EV(電気自動車)は走行距離が伸びるほどバッテリー劣化が深刻になるとの見方があるが、実走行データからは必ずしもそうした懸念は裏付けられていない。最新世代のEVでは、長距離走行後も性能低下は限定的で、実用上十分な航続距離を維持できることが分かった。InsideEVが1月29日(現地時間)に報じた。
EV向けテレマティクス分析を手がけるRecurrentが、世界各地の数千台を追跡したデータを分析したところ、15万マイル(約24万km)超を走行した車両でも、なお高い水準の航続距離を保っていることが確認された。
Recurrentは、同社が把握する約1000台を対象に、15万マイル以上走行した車両の実際の航続距離を調査した。比較にはEPAの推定値ではなく、新車時点の実航続距離を用いたという。
その結果、2012年式と比べて2023年式では、長距離走行後の航続距離維持率が約10ポイント改善した。Recurrentは、バッテリー化学の進歩に加え、熱管理システムや充電制御の改善が背景にあるとみている。
同社の分析によると、2012年式で15万マイル走行した車両の平均維持率は約81%だった。一方、2023年式では同じ条件でも初期容量の約91%を維持する見通しだ。EVバッテリーの耐久性が年々向上していることを示すデータといえる。
車種別の例では、新車時の航続距離が270マイル(約435km)だった2023年式のTesla Model 3は、15万マイル走行後でも満充電時に約247マイル(約398km)を走行できると分析された。これに対し、2015年式のNissan Leafは、新車時の実航続距離が約67マイル(約107.8km)にとどまり、同様の走行後には約56マイル(約90.1km)まで低下した。旧型車では劣化幅が比較的大きいうえ、初期容量そのものが小さいことも影響した。

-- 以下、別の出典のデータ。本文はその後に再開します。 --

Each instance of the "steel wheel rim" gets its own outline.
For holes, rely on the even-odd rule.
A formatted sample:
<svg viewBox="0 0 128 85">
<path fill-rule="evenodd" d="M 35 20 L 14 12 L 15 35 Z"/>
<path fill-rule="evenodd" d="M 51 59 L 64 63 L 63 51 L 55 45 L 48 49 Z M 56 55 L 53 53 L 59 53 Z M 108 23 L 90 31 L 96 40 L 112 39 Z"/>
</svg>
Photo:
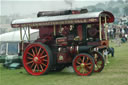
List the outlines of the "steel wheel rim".
<svg viewBox="0 0 128 85">
<path fill-rule="evenodd" d="M 49 65 L 47 50 L 40 44 L 29 45 L 23 55 L 23 64 L 26 71 L 31 75 L 45 73 Z"/>
<path fill-rule="evenodd" d="M 80 76 L 90 75 L 93 71 L 93 61 L 87 55 L 79 55 L 75 58 L 73 67 L 75 72 Z"/>
<path fill-rule="evenodd" d="M 102 60 L 102 56 L 99 53 L 94 53 L 94 61 L 95 61 L 95 69 L 94 72 L 100 72 L 104 67 L 104 62 Z"/>
</svg>

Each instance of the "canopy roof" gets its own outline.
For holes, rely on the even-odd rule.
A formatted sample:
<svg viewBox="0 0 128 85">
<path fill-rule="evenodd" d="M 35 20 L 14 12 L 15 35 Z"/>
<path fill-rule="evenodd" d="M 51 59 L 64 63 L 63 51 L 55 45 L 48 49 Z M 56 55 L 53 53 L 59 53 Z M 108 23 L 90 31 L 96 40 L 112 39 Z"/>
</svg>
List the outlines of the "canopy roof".
<svg viewBox="0 0 128 85">
<path fill-rule="evenodd" d="M 70 14 L 60 16 L 45 16 L 39 18 L 19 19 L 12 22 L 12 27 L 35 27 L 59 24 L 91 23 L 99 22 L 100 16 L 107 16 L 108 22 L 114 21 L 114 16 L 108 11 L 90 12 L 82 14 Z"/>
<path fill-rule="evenodd" d="M 31 29 L 30 34 L 32 35 L 35 32 L 38 32 L 38 30 Z M 22 30 L 22 33 L 24 35 L 25 32 Z M 28 32 L 26 32 L 26 33 L 28 34 Z M 22 35 L 22 37 L 23 37 L 23 35 Z M 37 39 L 37 37 L 39 37 L 39 34 L 38 35 L 36 34 L 34 36 L 34 38 L 30 37 L 30 40 Z M 25 37 L 24 40 L 27 40 L 27 38 Z M 20 41 L 21 41 L 20 40 L 20 30 L 4 33 L 4 34 L 0 35 L 0 42 L 20 42 Z"/>
</svg>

バッテリー交換率も改善している。Recurrentによると、2022年以降に生産された第3世代EVでバッテリー交換が必要だった割合は0.3%にとどまった。2017~2021年生産の前世代モデルの2%を大きく下回る。2013年発売の第1世代Nissan LeafとVolkswagen e-Golfで交換率が8.5%だったのと比べても、大幅な改善だ。
Recurrentで市場インサイトを担当するリズ・ナズマン氏は、InsideEVの昨年のインタビューで「現在の新型EVは、少なくとも15年以上はバッテリーの大きな問題なく使えるとみている」と述べたうえで、「自動車メーカーはリチウムイオン電池を安定的に管理する手法をかなり確立してきた」と説明した。
もっとも、バッテリーに関する不具合の可能性が完全になくなったわけではない。ただ、その多くは製造上の欠陥に起因し、リコールや保証で対応されるケースが中心だという。さらに、この10年でバッテリー価格と交換費用は大きく下がっており、消費者負担も以前より軽くなっている。
今回のデータは、EVバッテリー寿命を巡る消費者の不安を和らげる材料になりそうだ。専門家は「床下に搭載された数千個のセルを過度に心配するより、通常通り使い続ければよいというのが、現時点で得られているデータの結論だ」と評価している。